Argument ordering
Bringing tidy design principles back to life and thinking about argument order
This week I’ve focussed on bringing the tidy design principles website back to life. Jenny Bryan and I started on this book all the way back in 2018, and there have obviously been some quite a few technology changes in the meantime. (Un)fortunately I have quite a bit of experience converting bookdown books to Quarto and tools like knitr::convert_chunk_header()
do much of the heavy lifting, so overall it was just a couple of hours of work. But it’s highly likely I missed some stuff in the translation, so please let me know if you see anything that looks odd.
I also managed to get some thoughts in place about how you might think about ordering function arguments. I think both patterns are fairly obvious (please let me know if you think otherwise!) but worth writing down.
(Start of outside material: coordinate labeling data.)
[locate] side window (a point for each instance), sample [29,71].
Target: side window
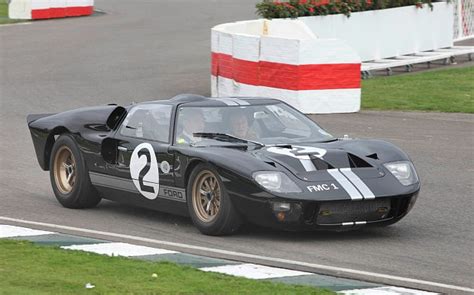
[148,122]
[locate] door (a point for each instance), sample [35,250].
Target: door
[143,167]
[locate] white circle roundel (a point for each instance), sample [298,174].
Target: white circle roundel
[144,171]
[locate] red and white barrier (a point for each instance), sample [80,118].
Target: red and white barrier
[283,59]
[44,9]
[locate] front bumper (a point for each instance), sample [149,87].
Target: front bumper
[326,215]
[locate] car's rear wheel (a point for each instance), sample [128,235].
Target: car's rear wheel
[209,205]
[69,176]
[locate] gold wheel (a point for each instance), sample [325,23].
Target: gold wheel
[64,169]
[206,196]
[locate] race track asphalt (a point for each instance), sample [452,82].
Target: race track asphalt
[141,50]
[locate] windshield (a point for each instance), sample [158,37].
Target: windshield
[266,124]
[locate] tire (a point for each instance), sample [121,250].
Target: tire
[69,175]
[212,213]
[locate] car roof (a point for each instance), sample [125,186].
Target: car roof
[202,101]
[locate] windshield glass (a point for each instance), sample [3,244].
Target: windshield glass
[266,124]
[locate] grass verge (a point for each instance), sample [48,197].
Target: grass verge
[26,268]
[4,14]
[445,90]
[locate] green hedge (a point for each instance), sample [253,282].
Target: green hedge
[295,8]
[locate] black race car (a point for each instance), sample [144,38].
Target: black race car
[224,162]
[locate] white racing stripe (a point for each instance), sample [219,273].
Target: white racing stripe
[10,231]
[358,183]
[346,184]
[239,256]
[255,271]
[119,249]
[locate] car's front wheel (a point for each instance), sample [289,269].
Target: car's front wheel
[209,205]
[69,176]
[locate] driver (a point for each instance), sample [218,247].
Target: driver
[192,122]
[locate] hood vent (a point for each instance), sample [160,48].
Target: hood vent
[356,162]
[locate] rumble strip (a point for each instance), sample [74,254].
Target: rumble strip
[207,264]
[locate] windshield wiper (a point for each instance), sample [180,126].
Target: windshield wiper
[226,137]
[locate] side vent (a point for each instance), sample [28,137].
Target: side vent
[321,164]
[373,156]
[115,117]
[271,163]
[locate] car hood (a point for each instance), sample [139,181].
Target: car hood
[311,161]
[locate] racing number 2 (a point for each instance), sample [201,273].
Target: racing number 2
[144,171]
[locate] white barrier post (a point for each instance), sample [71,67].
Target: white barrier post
[290,63]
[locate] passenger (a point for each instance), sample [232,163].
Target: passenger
[192,122]
[240,126]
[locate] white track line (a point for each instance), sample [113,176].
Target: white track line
[385,291]
[270,260]
[255,271]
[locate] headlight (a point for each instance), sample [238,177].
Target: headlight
[403,171]
[276,182]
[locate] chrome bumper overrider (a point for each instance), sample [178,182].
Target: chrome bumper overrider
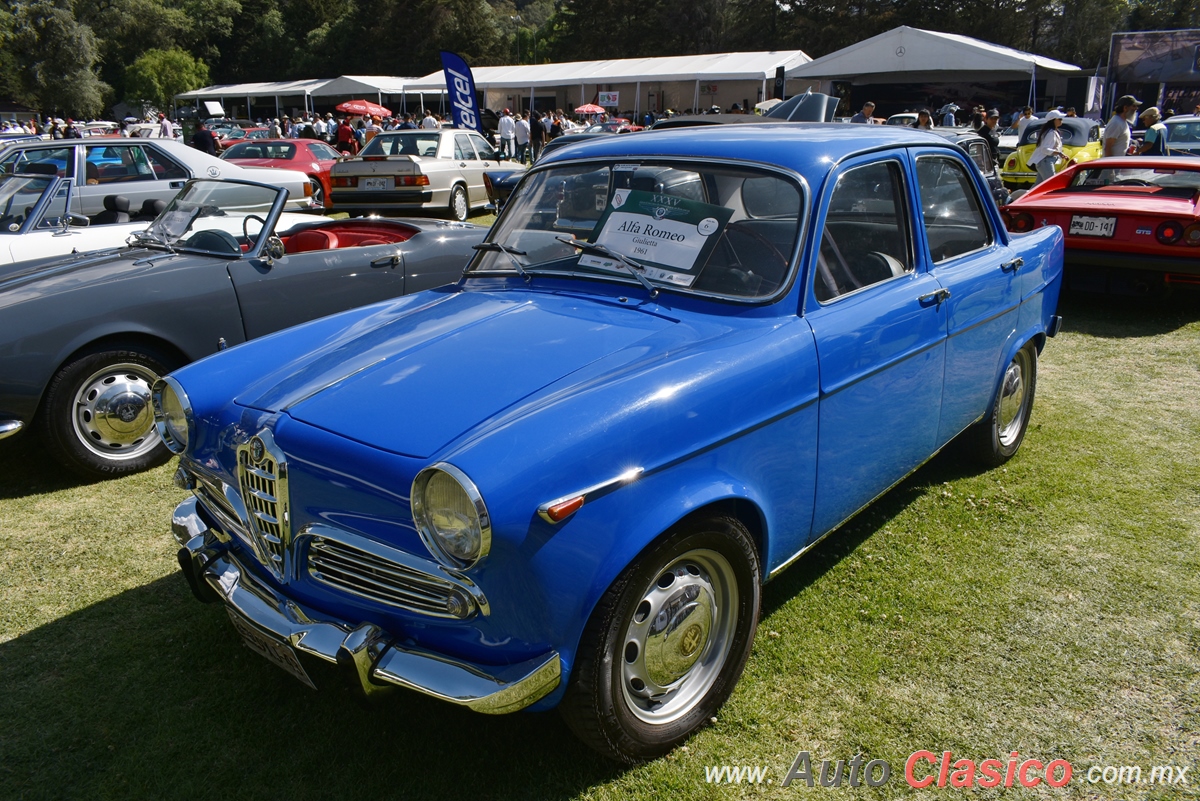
[365,654]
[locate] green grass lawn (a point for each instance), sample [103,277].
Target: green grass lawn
[1050,607]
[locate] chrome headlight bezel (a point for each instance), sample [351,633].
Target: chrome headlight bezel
[174,428]
[431,536]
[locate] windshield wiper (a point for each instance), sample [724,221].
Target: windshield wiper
[143,236]
[634,267]
[511,252]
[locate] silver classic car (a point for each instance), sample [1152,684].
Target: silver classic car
[85,336]
[413,170]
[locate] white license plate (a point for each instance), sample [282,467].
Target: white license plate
[276,652]
[1092,226]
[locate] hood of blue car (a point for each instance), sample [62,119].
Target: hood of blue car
[413,383]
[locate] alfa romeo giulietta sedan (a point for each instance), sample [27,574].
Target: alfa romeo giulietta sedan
[675,365]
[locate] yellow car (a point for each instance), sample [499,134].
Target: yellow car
[1080,142]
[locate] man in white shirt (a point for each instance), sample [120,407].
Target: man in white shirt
[508,131]
[522,136]
[1117,132]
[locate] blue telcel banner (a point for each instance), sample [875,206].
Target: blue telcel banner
[461,88]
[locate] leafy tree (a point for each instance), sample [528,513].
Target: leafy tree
[157,76]
[55,59]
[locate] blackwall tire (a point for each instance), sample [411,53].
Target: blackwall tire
[667,642]
[96,416]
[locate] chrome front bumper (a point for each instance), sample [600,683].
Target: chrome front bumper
[365,654]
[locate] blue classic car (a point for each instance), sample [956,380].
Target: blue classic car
[675,365]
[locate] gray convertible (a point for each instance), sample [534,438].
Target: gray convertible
[84,337]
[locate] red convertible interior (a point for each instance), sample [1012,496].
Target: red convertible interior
[329,238]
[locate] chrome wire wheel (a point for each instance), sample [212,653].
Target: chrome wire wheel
[679,636]
[1014,395]
[112,414]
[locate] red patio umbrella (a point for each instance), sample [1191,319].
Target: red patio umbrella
[364,107]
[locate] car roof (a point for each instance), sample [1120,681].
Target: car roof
[789,144]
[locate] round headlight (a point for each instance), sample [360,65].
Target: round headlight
[172,414]
[450,516]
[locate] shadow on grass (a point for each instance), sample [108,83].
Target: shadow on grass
[1115,317]
[25,469]
[150,694]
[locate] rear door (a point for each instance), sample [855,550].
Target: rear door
[975,265]
[880,332]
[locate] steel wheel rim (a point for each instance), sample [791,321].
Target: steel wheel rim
[678,636]
[112,414]
[1013,396]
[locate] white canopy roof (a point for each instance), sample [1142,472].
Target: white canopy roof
[911,54]
[714,66]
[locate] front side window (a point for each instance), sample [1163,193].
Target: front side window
[117,164]
[953,215]
[45,161]
[867,236]
[689,227]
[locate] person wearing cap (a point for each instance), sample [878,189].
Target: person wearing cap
[1155,142]
[507,128]
[1049,150]
[988,131]
[1119,132]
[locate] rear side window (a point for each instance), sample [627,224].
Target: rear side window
[867,236]
[953,215]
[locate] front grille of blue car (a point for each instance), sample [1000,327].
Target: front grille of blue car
[384,580]
[262,475]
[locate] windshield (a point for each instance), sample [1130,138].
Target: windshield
[411,143]
[262,149]
[18,196]
[690,227]
[223,217]
[1173,182]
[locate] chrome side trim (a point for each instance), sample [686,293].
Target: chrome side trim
[361,651]
[627,477]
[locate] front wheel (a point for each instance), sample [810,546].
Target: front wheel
[459,206]
[667,642]
[96,416]
[996,438]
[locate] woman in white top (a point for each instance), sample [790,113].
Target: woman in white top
[1049,149]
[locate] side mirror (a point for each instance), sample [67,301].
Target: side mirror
[274,248]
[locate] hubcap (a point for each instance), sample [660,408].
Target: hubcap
[112,413]
[679,636]
[1013,392]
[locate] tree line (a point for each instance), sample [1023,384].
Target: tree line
[81,56]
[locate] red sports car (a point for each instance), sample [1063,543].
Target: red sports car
[304,155]
[1137,212]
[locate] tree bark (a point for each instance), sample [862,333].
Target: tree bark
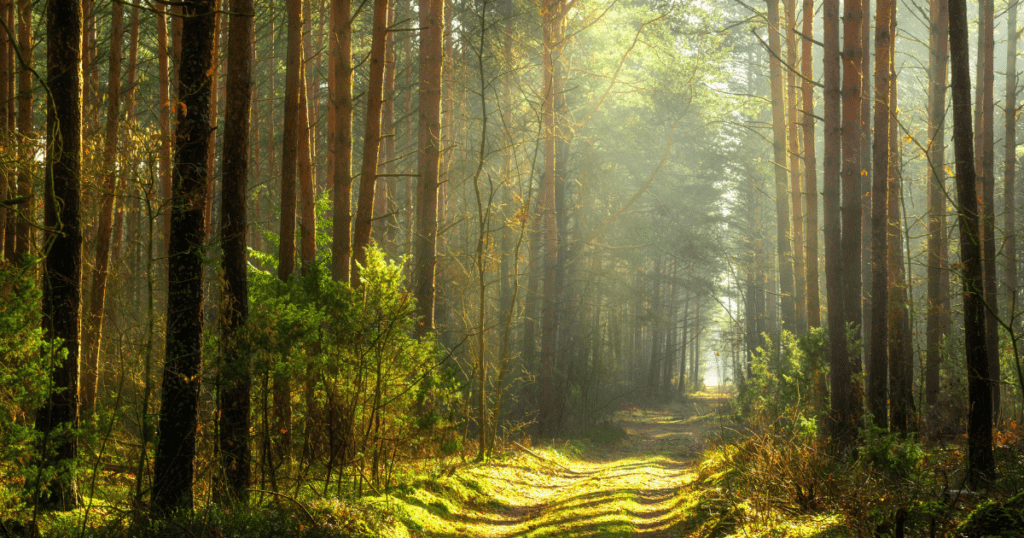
[5,75]
[852,77]
[94,317]
[371,142]
[23,243]
[981,464]
[174,464]
[901,412]
[62,270]
[841,426]
[165,113]
[425,235]
[779,160]
[1010,164]
[793,90]
[935,329]
[810,171]
[235,370]
[984,161]
[341,99]
[878,373]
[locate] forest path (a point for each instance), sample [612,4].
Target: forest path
[634,487]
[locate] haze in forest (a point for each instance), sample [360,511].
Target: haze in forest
[552,267]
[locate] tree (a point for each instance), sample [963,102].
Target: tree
[981,464]
[371,142]
[852,75]
[340,87]
[26,132]
[425,235]
[779,163]
[841,429]
[236,381]
[5,177]
[94,317]
[1009,164]
[984,162]
[937,323]
[810,170]
[878,374]
[289,171]
[796,193]
[62,272]
[174,464]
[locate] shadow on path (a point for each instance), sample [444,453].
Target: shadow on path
[633,489]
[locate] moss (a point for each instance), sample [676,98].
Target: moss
[991,519]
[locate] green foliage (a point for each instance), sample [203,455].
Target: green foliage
[785,376]
[378,392]
[891,454]
[24,380]
[992,519]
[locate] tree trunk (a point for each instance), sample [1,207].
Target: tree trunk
[779,160]
[878,372]
[984,162]
[810,171]
[341,100]
[800,285]
[1009,166]
[5,177]
[866,161]
[57,419]
[371,142]
[900,353]
[236,381]
[165,114]
[547,207]
[289,169]
[852,76]
[23,241]
[841,425]
[425,235]
[938,44]
[174,463]
[307,187]
[981,464]
[94,317]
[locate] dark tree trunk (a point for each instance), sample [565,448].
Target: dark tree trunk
[235,370]
[174,464]
[981,464]
[810,172]
[779,158]
[1009,166]
[852,77]
[62,270]
[371,142]
[878,371]
[341,98]
[92,338]
[935,329]
[23,229]
[5,177]
[425,235]
[796,192]
[841,425]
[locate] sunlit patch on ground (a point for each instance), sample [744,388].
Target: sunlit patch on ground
[634,488]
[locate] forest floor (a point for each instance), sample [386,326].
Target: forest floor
[631,486]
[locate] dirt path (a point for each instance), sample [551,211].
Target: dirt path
[632,488]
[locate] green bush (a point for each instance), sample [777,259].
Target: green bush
[24,382]
[373,392]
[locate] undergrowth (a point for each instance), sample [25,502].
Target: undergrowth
[775,473]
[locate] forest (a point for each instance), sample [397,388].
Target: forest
[510,267]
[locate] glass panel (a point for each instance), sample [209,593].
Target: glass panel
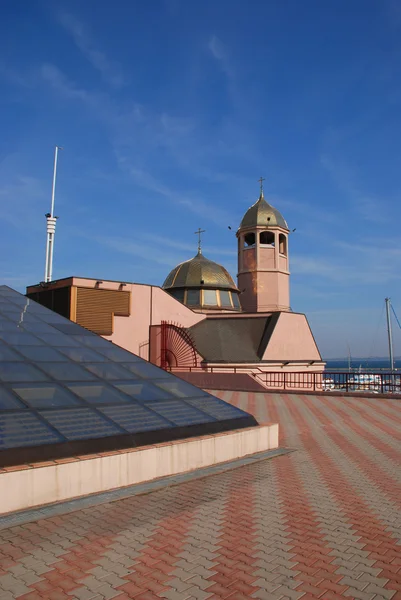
[20,338]
[6,291]
[82,354]
[98,393]
[8,401]
[135,418]
[41,353]
[117,354]
[8,307]
[235,300]
[108,370]
[20,371]
[67,371]
[179,413]
[57,339]
[24,429]
[193,297]
[142,390]
[178,388]
[225,299]
[210,297]
[45,395]
[80,423]
[51,317]
[7,354]
[144,369]
[71,329]
[216,408]
[93,341]
[6,325]
[39,327]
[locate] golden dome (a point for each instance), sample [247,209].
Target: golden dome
[263,214]
[199,272]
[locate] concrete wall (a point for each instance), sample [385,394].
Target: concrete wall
[54,481]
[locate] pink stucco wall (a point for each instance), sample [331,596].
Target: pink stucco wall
[149,306]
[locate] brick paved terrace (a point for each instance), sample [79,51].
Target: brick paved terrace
[321,522]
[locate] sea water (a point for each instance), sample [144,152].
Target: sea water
[365,364]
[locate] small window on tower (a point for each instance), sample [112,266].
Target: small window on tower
[282,244]
[249,239]
[225,299]
[193,297]
[177,294]
[209,297]
[266,238]
[235,300]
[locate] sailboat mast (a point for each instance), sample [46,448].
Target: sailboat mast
[390,334]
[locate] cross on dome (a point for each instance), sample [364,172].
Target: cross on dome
[199,234]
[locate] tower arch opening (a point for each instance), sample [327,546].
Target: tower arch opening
[249,239]
[282,243]
[267,238]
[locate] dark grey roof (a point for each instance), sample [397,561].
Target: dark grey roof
[233,340]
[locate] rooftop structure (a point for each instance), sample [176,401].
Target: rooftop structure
[66,391]
[201,318]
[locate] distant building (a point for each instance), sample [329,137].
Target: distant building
[199,318]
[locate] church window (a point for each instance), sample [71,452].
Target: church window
[235,300]
[266,238]
[209,298]
[225,300]
[193,297]
[178,294]
[282,244]
[249,239]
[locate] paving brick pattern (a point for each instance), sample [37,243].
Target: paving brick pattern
[321,522]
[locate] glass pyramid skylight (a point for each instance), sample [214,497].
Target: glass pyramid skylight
[67,391]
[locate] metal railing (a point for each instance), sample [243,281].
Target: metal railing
[377,382]
[340,381]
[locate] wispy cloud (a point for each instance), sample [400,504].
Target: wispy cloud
[188,200]
[110,71]
[219,51]
[357,264]
[61,84]
[20,201]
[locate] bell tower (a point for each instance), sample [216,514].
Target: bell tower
[263,267]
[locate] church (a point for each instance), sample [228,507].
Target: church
[200,319]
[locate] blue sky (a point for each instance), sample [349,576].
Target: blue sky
[169,111]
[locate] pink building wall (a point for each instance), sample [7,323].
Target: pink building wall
[149,306]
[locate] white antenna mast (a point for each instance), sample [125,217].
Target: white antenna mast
[51,225]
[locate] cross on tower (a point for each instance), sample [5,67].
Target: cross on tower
[199,234]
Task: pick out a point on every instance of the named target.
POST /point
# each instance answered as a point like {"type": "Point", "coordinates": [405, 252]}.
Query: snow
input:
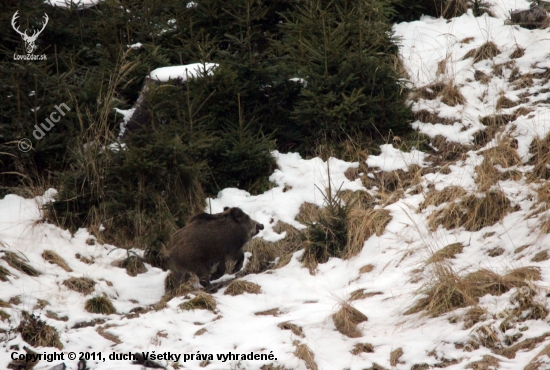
{"type": "Point", "coordinates": [182, 72]}
{"type": "Point", "coordinates": [398, 255]}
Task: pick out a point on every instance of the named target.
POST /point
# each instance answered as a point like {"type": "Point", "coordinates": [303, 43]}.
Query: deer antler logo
{"type": "Point", "coordinates": [29, 40]}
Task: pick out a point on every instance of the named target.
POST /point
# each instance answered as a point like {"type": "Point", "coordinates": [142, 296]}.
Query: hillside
{"type": "Point", "coordinates": [453, 271]}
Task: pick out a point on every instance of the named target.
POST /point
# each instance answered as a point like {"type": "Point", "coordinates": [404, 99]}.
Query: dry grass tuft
{"type": "Point", "coordinates": [541, 256]}
{"type": "Point", "coordinates": [362, 224]}
{"type": "Point", "coordinates": [452, 96]}
{"type": "Point", "coordinates": [486, 363]}
{"type": "Point", "coordinates": [133, 264]}
{"type": "Point", "coordinates": [540, 149]}
{"type": "Point", "coordinates": [449, 251]}
{"type": "Point", "coordinates": [4, 273]}
{"type": "Point", "coordinates": [100, 304]}
{"type": "Point", "coordinates": [56, 259]}
{"type": "Point", "coordinates": [304, 353]}
{"type": "Point", "coordinates": [362, 348]}
{"type": "Point", "coordinates": [346, 320]}
{"type": "Point", "coordinates": [394, 357]}
{"type": "Point", "coordinates": [366, 268]}
{"type": "Point", "coordinates": [438, 197]}
{"type": "Point", "coordinates": [448, 291]}
{"type": "Point", "coordinates": [202, 301]}
{"type": "Point", "coordinates": [518, 52]}
{"type": "Point", "coordinates": [82, 285]}
{"type": "Point", "coordinates": [472, 212]}
{"type": "Point", "coordinates": [295, 329]}
{"type": "Point", "coordinates": [237, 287]}
{"type": "Point", "coordinates": [503, 103]}
{"type": "Point", "coordinates": [17, 263]}
{"type": "Point", "coordinates": [37, 333]}
{"type": "Point", "coordinates": [488, 50]}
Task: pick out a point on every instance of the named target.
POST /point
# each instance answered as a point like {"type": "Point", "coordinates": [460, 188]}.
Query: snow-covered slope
{"type": "Point", "coordinates": [393, 266]}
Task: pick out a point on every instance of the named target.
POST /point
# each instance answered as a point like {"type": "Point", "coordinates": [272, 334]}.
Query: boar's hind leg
{"type": "Point", "coordinates": [220, 270]}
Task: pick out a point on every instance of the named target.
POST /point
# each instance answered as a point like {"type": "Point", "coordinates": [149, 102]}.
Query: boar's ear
{"type": "Point", "coordinates": [237, 214]}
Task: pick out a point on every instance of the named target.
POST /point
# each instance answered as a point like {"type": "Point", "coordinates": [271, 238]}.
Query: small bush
{"type": "Point", "coordinates": [346, 320]}
{"type": "Point", "coordinates": [100, 304]}
{"type": "Point", "coordinates": [37, 333]}
{"type": "Point", "coordinates": [237, 287]}
{"type": "Point", "coordinates": [82, 285]}
{"type": "Point", "coordinates": [202, 301]}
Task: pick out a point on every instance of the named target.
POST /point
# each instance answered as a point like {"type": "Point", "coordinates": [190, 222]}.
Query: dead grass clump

The first principle is that you should put the most important arguments first. Of course, this raises the question of what makes an argument important? It’s hard for me to make this concrete (so I hope you’ll send me your thoughts too), but there are three clear cases:
If a function transforms some existing object, that object is most important and should be the first argument.
Other arguments that affect the “shape” of the output (either the size or the type) are usually very important and should be near the front.
Optional arguments are clearly least important and should be at the end.
Do you think there are tidyverse functions that break this rule? Please let me know so I can include them as examples!
The second principle is that if you use …, it should be placed between the required and optional arguments. This is important because of the way that argument matching works in R: you can supply arguments by position (like mean(x)), by full name (like mean(na.rm = TRUE)), or by part of the name (like mean(na = TRUE)). Placing arguments after … means that you can only supply them by their full name; not only does this force users into a clearer style, it also makes it easier for you to change the order of arguments in the future (e.g. to move important arguments earlier, as above).
The goal of writing this newsletter is to get your thoughts. So please let me know if you think these patterns are useful or wrong or anything in between!
— Hadley
I hate to be pedantic, but want to point out that if we're talking about functions that work with the tidyverse, the first argument should always be the data. I think this is implicit for most users, but maybe not all?
Does the facet_grid() function count as something that might 'break' these rules?
I use facet_grid() to tweak the aesthetics of a plot but the facet_grid() function doesn't explicitly require (or need) an argument for the base ggplot or even the source data frame.
facet_grid() works great (and is very intuitive) but I think is an exception to the first bullet of "If a function transforms some existing object, that object is most important and should be the first argument."